Omdat we de vorige dag in het donker aangekomen waren hadden we niet veel kunnen zien van de omgeving en het domein waarin ons hotel gelegen was. De hotelkamers waren ruim en mooi, maar dat was niets vergeleken met de omgeving. Estancia La Candelaria is een privé-domein van 100 hectare groot, gelegen in een park met kasteel, in een oase van groen en rust.
Paardrijden, fietsen, wandelen en zwemmen, … Alles was voorzien om er een ontspannen dagje van te maken.
Don Orestes Piñeiro en zijn vrouw Candelaria waren de eerste eigenaars van het domein. Het kasteel werd gebouwd in de negentiende eeuw door hun zoon op het toen nog 8000 hectare grote domein. Net als in de kastelen in Europa krijgt dit kasteel soms mysterieuze ‘bezoekers’. Zo zouden er ’s nachts nog spelende kinderen te horen zijn, alhoewel kinderen er niet mogen overnachten. Het verhaal gaat dat Don Orestes en Candaleria ’s geadopteerde dochter Rebeca in het begin van de twintigste eeuw een liefdadigheidsinstelling in het kasteel oprichtten, dat meestal arme kinderen behandelde en mensen in nood hielp. Volgens de legende hebben de geesten van die kinderen die hier ronddwalen het kasteel nooit verlaten, omdat het de beste tijd van hun leven was.
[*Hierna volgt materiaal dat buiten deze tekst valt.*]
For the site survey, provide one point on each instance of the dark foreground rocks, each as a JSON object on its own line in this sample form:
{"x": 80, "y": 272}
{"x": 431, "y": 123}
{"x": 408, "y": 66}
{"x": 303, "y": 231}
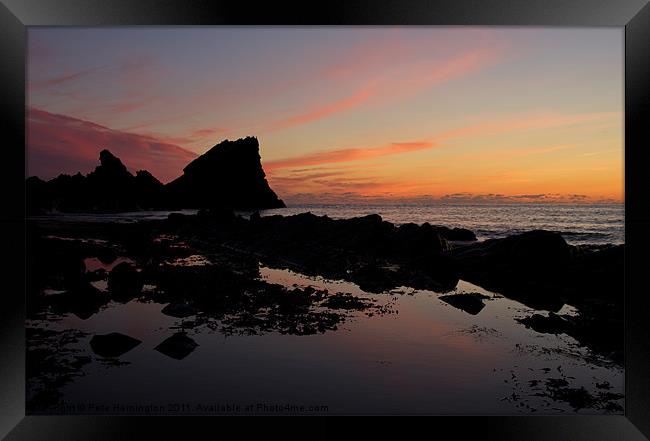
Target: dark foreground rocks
{"x": 228, "y": 175}
{"x": 471, "y": 303}
{"x": 178, "y": 346}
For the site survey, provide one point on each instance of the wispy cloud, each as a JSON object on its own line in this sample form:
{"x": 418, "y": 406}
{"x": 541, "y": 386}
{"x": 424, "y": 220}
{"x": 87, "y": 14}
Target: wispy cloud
{"x": 490, "y": 128}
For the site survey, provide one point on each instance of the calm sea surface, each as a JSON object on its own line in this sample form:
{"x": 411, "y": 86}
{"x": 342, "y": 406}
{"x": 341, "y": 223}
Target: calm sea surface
{"x": 579, "y": 224}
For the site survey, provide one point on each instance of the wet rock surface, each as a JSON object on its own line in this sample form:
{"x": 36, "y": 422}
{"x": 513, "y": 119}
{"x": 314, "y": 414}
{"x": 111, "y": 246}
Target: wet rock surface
{"x": 178, "y": 346}
{"x": 471, "y": 303}
{"x": 228, "y": 175}
{"x": 205, "y": 269}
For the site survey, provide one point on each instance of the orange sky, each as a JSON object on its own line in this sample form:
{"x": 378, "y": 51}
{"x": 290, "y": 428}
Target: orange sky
{"x": 342, "y": 114}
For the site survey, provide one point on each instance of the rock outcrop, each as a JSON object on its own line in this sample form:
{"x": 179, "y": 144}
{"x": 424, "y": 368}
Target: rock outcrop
{"x": 229, "y": 175}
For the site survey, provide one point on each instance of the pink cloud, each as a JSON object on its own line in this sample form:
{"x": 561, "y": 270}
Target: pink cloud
{"x": 59, "y": 143}
{"x": 418, "y": 77}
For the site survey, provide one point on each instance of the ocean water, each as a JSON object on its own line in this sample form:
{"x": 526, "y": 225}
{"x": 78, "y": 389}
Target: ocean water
{"x": 578, "y": 224}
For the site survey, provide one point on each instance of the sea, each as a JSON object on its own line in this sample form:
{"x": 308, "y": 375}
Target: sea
{"x": 583, "y": 224}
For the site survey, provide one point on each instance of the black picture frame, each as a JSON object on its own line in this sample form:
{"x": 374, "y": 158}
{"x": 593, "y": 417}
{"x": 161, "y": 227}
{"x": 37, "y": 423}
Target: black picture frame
{"x": 17, "y": 15}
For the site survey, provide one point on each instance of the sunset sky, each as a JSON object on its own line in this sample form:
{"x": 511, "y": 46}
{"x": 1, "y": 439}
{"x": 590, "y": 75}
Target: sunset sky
{"x": 341, "y": 114}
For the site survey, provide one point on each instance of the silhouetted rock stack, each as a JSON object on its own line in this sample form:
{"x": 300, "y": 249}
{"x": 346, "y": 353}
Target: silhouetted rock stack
{"x": 229, "y": 175}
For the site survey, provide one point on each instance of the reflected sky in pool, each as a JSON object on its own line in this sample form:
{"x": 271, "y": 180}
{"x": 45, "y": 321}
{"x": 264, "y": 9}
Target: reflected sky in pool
{"x": 422, "y": 356}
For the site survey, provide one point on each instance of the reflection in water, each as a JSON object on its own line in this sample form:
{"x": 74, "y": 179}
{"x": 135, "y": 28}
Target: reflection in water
{"x": 412, "y": 352}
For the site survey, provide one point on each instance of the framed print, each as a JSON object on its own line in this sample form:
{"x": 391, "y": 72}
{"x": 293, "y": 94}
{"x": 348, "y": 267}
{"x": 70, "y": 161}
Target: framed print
{"x": 432, "y": 209}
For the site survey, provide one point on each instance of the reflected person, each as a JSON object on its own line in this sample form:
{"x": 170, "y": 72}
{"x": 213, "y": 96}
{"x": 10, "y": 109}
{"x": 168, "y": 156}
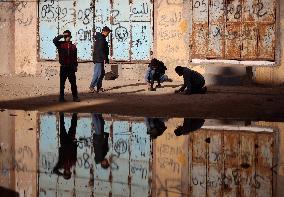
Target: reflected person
{"x": 100, "y": 140}
{"x": 189, "y": 125}
{"x": 155, "y": 127}
{"x": 68, "y": 147}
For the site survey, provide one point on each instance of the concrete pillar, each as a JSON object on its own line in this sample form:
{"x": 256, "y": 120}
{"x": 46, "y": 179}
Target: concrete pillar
{"x": 7, "y": 21}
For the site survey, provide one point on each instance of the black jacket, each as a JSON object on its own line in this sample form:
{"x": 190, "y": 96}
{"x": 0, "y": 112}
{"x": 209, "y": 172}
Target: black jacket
{"x": 101, "y": 50}
{"x": 67, "y": 52}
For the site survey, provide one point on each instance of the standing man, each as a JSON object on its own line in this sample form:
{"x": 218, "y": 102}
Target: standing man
{"x": 68, "y": 61}
{"x": 100, "y": 57}
{"x": 193, "y": 81}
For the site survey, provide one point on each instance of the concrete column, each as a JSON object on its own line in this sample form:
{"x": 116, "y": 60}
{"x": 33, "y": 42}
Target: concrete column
{"x": 7, "y": 55}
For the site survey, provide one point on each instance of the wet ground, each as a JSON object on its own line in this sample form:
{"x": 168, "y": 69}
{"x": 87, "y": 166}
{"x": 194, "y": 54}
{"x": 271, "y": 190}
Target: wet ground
{"x": 92, "y": 154}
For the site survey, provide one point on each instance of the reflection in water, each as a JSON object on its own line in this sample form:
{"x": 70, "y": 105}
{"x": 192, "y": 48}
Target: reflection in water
{"x": 103, "y": 155}
{"x": 68, "y": 147}
{"x": 100, "y": 140}
{"x": 189, "y": 125}
{"x": 155, "y": 127}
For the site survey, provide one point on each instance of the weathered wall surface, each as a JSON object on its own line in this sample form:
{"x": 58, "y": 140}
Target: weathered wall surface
{"x": 274, "y": 75}
{"x": 7, "y": 38}
{"x": 26, "y": 38}
{"x": 171, "y": 33}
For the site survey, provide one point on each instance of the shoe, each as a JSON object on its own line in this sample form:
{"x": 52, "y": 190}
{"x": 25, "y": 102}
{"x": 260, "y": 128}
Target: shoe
{"x": 61, "y": 100}
{"x": 100, "y": 90}
{"x": 203, "y": 90}
{"x": 76, "y": 99}
{"x": 91, "y": 90}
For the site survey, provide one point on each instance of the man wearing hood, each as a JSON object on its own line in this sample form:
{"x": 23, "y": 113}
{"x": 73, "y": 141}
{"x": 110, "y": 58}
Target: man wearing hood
{"x": 100, "y": 57}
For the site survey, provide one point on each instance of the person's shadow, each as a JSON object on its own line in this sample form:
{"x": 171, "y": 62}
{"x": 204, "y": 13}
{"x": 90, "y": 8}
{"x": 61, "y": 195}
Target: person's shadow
{"x": 68, "y": 147}
{"x": 189, "y": 125}
{"x": 155, "y": 127}
{"x": 100, "y": 140}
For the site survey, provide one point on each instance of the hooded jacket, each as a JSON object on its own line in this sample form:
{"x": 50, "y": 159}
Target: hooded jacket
{"x": 67, "y": 52}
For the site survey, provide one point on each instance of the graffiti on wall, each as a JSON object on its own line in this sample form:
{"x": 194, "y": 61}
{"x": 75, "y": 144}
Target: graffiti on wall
{"x": 131, "y": 38}
{"x": 242, "y": 30}
{"x": 14, "y": 12}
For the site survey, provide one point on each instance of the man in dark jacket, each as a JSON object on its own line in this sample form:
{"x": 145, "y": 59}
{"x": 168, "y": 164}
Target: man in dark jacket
{"x": 100, "y": 140}
{"x": 155, "y": 72}
{"x": 193, "y": 81}
{"x": 100, "y": 57}
{"x": 68, "y": 61}
{"x": 68, "y": 147}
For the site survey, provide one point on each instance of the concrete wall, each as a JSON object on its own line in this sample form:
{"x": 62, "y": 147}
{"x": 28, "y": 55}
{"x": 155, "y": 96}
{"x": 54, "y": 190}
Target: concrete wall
{"x": 274, "y": 75}
{"x": 7, "y": 38}
{"x": 172, "y": 30}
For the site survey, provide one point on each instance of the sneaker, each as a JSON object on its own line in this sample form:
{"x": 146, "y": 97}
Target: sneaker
{"x": 61, "y": 100}
{"x": 151, "y": 89}
{"x": 100, "y": 90}
{"x": 91, "y": 89}
{"x": 76, "y": 99}
{"x": 203, "y": 90}
{"x": 158, "y": 86}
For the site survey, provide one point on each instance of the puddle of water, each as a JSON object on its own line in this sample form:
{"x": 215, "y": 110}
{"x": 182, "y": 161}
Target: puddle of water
{"x": 90, "y": 154}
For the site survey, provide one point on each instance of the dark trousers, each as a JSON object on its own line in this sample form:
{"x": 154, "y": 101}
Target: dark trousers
{"x": 68, "y": 72}
{"x": 98, "y": 75}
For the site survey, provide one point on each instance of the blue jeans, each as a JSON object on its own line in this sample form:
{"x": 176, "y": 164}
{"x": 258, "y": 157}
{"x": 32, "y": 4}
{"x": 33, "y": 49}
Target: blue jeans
{"x": 98, "y": 75}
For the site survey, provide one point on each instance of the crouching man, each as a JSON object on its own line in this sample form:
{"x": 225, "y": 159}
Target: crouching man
{"x": 156, "y": 72}
{"x": 193, "y": 81}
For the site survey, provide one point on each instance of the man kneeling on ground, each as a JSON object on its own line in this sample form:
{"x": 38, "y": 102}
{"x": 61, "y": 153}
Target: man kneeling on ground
{"x": 193, "y": 81}
{"x": 156, "y": 72}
Het kasteel zelf was een verzameling van kunst en kitsch: schitterende meubels en glasramen vermengd met spuuglelijke kandelaars. Ik veronderstel voor elk wat wils.
Na een heerlijk rustig dagje was het tijd voor datgene wat we het meeste vreesden: de verplaatsing met de nachtbus naar Encarnacion in Paraguay. Bij aankomst in het treinstation was het een drukte van jewelste en vreesden we dat we de reis als opeengepakte garnalen moesten maken, maar eenmaal in de bus was onze vrees op slag verdwenen. Een gigantische, luxueuze bus met alle voorzieningen was wel het laatste wat we verwacht hadden. Zetels waarin je volledig kon platliggen maakten deze verplaatsing voorbijvliegen en voor herhaling vatbaar. Jammer genoeg was het eten niet veel beter dan vliegtuigkost, maar de champagne en wijn maakten veel goed.